When examining a television episode, I sometimes consider whether it has increased/decreased the likelihood of recommending the show to a friend. But usually I just take that hour of television I just watched and ask, “Was that worth watching?” ‘The Killing’ is delicately walking that line right now. Additionally, as the series goes on, overall time investment relative to payoff must be considered.
This episode had some interesting developments: Pastor Mike is really Pastor Mark who was nearly arrested for kidnapping a 16 year old girl. Ray appears to be questioning his feelings about salvation and how he will be executed.
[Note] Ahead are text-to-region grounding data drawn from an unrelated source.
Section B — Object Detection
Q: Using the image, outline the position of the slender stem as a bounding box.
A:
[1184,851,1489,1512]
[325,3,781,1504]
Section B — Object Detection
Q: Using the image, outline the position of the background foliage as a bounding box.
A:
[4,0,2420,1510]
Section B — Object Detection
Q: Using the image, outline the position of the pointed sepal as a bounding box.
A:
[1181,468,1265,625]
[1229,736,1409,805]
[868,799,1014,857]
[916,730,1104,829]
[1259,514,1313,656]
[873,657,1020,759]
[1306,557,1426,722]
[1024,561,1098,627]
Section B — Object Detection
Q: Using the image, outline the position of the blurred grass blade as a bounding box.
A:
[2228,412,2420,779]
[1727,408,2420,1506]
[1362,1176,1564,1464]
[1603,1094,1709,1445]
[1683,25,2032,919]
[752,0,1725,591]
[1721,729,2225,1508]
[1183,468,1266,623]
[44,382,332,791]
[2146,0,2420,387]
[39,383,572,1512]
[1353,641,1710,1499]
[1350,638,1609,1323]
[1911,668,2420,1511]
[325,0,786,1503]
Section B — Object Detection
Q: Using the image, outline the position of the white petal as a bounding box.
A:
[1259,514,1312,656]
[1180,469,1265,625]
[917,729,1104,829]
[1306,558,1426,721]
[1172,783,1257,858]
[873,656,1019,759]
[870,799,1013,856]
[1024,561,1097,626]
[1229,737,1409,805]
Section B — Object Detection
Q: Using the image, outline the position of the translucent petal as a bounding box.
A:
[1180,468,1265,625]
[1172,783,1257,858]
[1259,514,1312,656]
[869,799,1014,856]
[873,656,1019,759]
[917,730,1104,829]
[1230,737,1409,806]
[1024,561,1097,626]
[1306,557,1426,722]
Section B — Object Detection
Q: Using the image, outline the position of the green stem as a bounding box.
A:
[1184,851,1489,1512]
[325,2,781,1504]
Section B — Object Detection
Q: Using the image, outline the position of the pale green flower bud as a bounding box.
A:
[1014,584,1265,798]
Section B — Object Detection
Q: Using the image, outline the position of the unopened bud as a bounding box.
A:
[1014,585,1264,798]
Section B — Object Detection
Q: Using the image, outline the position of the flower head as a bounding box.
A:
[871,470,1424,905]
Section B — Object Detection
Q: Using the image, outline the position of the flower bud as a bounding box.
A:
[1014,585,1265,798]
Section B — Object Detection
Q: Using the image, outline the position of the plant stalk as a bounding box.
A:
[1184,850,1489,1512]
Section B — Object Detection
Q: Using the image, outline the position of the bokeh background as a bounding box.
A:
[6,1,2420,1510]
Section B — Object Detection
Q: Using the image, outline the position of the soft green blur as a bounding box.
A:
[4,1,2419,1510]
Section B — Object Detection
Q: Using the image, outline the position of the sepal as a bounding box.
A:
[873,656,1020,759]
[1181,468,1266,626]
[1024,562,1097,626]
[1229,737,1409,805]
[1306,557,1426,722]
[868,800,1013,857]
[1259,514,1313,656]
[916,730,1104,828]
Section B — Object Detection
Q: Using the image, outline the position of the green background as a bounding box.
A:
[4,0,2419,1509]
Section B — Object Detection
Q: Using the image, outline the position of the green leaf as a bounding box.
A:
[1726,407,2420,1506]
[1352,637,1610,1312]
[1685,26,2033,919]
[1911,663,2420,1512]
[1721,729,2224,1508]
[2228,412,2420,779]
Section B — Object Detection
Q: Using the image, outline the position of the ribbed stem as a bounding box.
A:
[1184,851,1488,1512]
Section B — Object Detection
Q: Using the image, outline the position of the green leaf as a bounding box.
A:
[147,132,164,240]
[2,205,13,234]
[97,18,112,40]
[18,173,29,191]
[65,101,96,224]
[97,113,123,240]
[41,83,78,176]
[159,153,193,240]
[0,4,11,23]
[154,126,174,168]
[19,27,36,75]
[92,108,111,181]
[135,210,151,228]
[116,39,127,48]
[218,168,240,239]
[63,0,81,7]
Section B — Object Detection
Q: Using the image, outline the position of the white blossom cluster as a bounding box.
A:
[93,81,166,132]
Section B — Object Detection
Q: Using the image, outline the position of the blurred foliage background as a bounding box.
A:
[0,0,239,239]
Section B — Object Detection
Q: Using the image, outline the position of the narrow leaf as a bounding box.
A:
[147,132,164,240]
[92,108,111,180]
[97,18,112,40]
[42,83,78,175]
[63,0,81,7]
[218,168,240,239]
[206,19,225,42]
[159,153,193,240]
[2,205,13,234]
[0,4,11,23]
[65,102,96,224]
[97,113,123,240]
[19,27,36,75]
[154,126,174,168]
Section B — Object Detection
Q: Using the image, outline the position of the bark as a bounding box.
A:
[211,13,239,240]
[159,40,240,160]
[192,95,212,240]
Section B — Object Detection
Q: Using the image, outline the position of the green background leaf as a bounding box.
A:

He now also seems to fear death. And in the cliffhanger, Pastor Mark gets into Linden’s car and forces her to drive off.
These moments make for good TV. However it’s the scenes where characters are intended to be developing and connecting that only work some of the time. Holder gives some street smart advice to Bullet – ‘watch out for your lady.’ But we are also forced to experience another extended demonstration of Holder’s mumbling street smarts. The guard, Hugh Dillon, showing his son the gallows in an effort to connect with him, was unexpected and SO conceptually dark, in a good way. But the scene itself felt rushed and forced in. There was a scene with Linden and Holder bonding. “Sometimes what you get really isn’t what you want” was apparently a little nugget of wisdom Holder wanted to pass onto Linden. The reappearance of Linden’s ex, Cody, really didn’t contribute much, either. It seems like the intent was to show how Linden is really her genuine self now, and isn’t really capable of being a happy, normal person. Ok then, as she herself said, she was just pretending to be someone else. Bullet and Lyric hanging out on the roof expressing that they have nowhere to go, and that Bullet loves Lyric – that’s sweet but the writers have not created as much viewer concern for these two as there should be. Though the scene with Danette (Kallie’s mom) and another mother of a missing girl did work well; it gave Danette a grim glimpse into what the future may hold for her, and how the ‘maybe effect,’ the ongoing speck of hope that her daughter is alive, can be the most draining and difficult aspect.
So far in “The Killing,’ in part due to past seasons’ plot lines, there has been a lot of sentiment expressed such as ‘this better be worth it,’ ‘the ending had better tie everything together,’ and ‘let’s hope the conclusion pays off.’
But in a series payoff doesn’t just have to be distributed in the form of a great conclusion. If a series does it right, it will be issuing dividends as it goes.
The concern about how the series will end, rather than what actually will happen at the end of the season, exemplifies the problem with Season 3. Of course with any ‘Whodunnit’ series (and I’ll even begrudgingly include the series actually called ‘Whodunnit’), there will more focus on the revelation of the killer and how the final events are played out. But ‘The Killing’s overall game plan seems too focused on plot points and not enough focus is put on the characters, with Ray Seward, as usual, being an exception.
It’s as if the whole story was plotted out, with red herrings, mini-cliff hangers, action sequences, and other major events, and then the writing of the dialogue and scenes themselves were not given enough attention.
Like going on a group wine tour, hitting all the great wineries but never really clicking with the people you’re with.
What do you think? Are you seeing much return on your invested time? Is ‘The Killing’ worth watching?